Aperture now had the organizational, military, and moral power. There was no one left who could stand against them.

 

Some feared that, having seized power in a crisis, Aperture would never let it go.

 

Owens knew it would be worse than that.

 

He knew Damien, the heir apparent and new CEO, well enough to know he would not be so crude. No, Aperture would gladly relinquish power, just to make a point. They would let the people remember the chaos. And then, craving the safety they had been given, the people would eagerly hand that power right back.

 

There would be no reason to rig an election.
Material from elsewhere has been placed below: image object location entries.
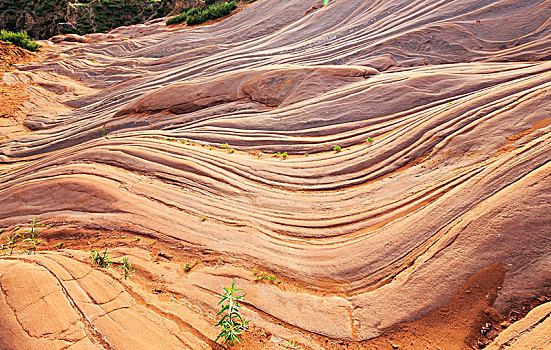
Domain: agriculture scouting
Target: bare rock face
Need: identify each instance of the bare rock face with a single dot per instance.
(441, 112)
(532, 332)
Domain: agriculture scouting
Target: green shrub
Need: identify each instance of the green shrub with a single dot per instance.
(200, 15)
(182, 17)
(126, 266)
(101, 259)
(232, 323)
(20, 39)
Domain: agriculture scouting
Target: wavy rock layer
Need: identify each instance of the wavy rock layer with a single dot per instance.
(454, 96)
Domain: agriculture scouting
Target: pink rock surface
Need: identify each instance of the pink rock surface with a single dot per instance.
(456, 97)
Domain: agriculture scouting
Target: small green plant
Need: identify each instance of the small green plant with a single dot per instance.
(214, 11)
(105, 133)
(126, 266)
(20, 39)
(102, 260)
(189, 266)
(182, 17)
(292, 344)
(261, 276)
(232, 323)
(11, 241)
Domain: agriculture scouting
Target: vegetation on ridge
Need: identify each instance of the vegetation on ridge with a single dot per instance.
(20, 39)
(200, 15)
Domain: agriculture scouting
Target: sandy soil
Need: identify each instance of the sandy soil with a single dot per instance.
(429, 229)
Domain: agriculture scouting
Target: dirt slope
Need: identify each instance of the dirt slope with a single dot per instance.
(389, 234)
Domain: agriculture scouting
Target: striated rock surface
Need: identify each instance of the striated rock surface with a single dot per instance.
(443, 113)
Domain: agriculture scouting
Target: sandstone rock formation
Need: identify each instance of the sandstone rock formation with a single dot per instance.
(455, 179)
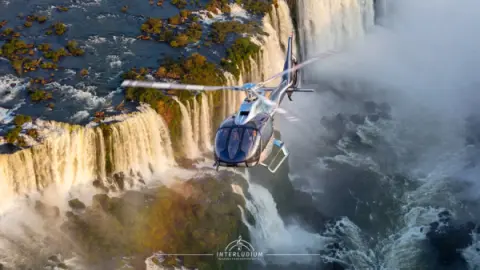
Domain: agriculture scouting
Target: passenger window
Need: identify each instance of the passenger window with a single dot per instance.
(248, 140)
(221, 139)
(234, 143)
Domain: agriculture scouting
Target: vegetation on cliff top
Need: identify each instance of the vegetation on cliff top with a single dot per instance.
(240, 53)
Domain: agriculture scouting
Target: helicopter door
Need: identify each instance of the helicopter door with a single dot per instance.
(277, 157)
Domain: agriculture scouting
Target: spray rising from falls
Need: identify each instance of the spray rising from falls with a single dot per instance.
(190, 147)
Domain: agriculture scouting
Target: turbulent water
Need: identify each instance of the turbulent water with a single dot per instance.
(388, 154)
(391, 146)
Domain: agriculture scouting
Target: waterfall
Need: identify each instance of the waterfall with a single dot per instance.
(139, 141)
(196, 121)
(80, 154)
(270, 234)
(206, 123)
(190, 148)
(331, 24)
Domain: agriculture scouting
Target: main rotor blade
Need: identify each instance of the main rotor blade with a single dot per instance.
(174, 86)
(298, 66)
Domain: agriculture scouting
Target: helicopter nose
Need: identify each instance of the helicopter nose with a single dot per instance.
(233, 149)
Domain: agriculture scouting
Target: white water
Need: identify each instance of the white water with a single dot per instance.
(77, 155)
(429, 78)
(206, 123)
(190, 148)
(140, 143)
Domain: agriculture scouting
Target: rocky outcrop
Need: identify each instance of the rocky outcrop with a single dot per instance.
(196, 216)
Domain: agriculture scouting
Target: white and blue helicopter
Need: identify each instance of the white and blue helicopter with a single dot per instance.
(246, 138)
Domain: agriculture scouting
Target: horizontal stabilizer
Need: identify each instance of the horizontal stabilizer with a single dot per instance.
(277, 157)
(174, 86)
(306, 90)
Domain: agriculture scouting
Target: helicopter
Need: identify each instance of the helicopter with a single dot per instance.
(246, 138)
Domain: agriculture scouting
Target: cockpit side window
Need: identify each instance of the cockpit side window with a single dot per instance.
(222, 138)
(267, 130)
(234, 143)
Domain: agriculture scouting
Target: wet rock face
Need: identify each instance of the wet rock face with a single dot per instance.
(76, 204)
(449, 239)
(47, 211)
(341, 125)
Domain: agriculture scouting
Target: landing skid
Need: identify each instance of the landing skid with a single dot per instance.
(277, 157)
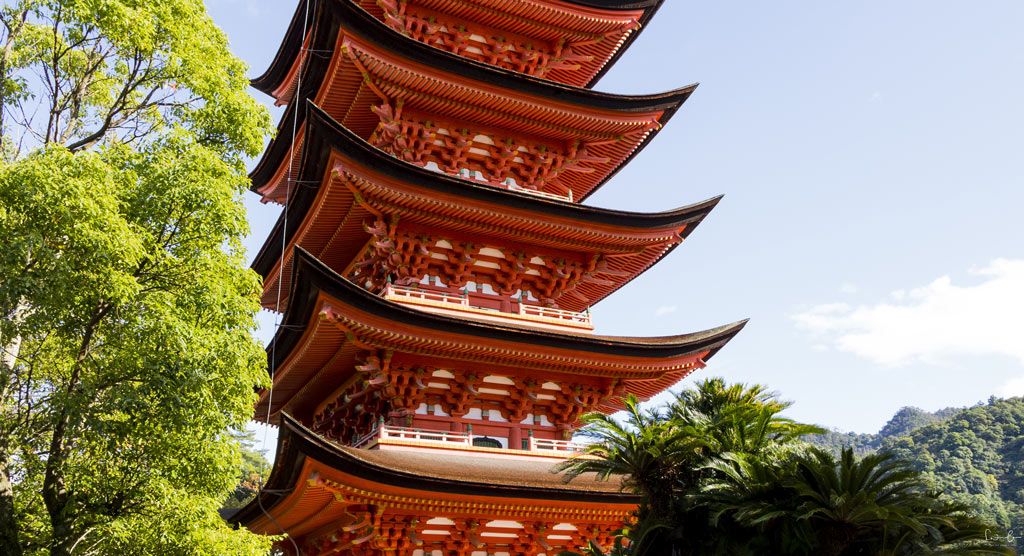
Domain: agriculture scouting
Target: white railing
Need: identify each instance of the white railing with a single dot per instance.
(462, 301)
(386, 432)
(366, 438)
(554, 445)
(515, 187)
(420, 435)
(426, 295)
(549, 312)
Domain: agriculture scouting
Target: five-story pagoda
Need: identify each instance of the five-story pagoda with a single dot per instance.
(435, 271)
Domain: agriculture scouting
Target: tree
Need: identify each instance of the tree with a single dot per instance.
(826, 506)
(663, 455)
(251, 475)
(128, 354)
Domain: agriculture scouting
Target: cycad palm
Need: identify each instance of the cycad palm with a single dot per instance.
(820, 505)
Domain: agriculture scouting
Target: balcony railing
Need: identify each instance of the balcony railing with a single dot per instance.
(543, 444)
(383, 433)
(530, 312)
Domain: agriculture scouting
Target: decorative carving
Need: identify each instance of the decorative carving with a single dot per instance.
(457, 150)
(534, 57)
(356, 410)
Because for the next decade, no politician who spoke against Aperture—indeed, no politician who did not speak explicitly for Aperture—would have any chance of being elected.

 

Like the devil, Aperture had offered the world salvation, for the low, low price of its soul.

 

and they worshipped the dragon, because he gave his authority unto the beast; and they worshipped the beast, saying, Who is like unto the beast? And who is able to war with him?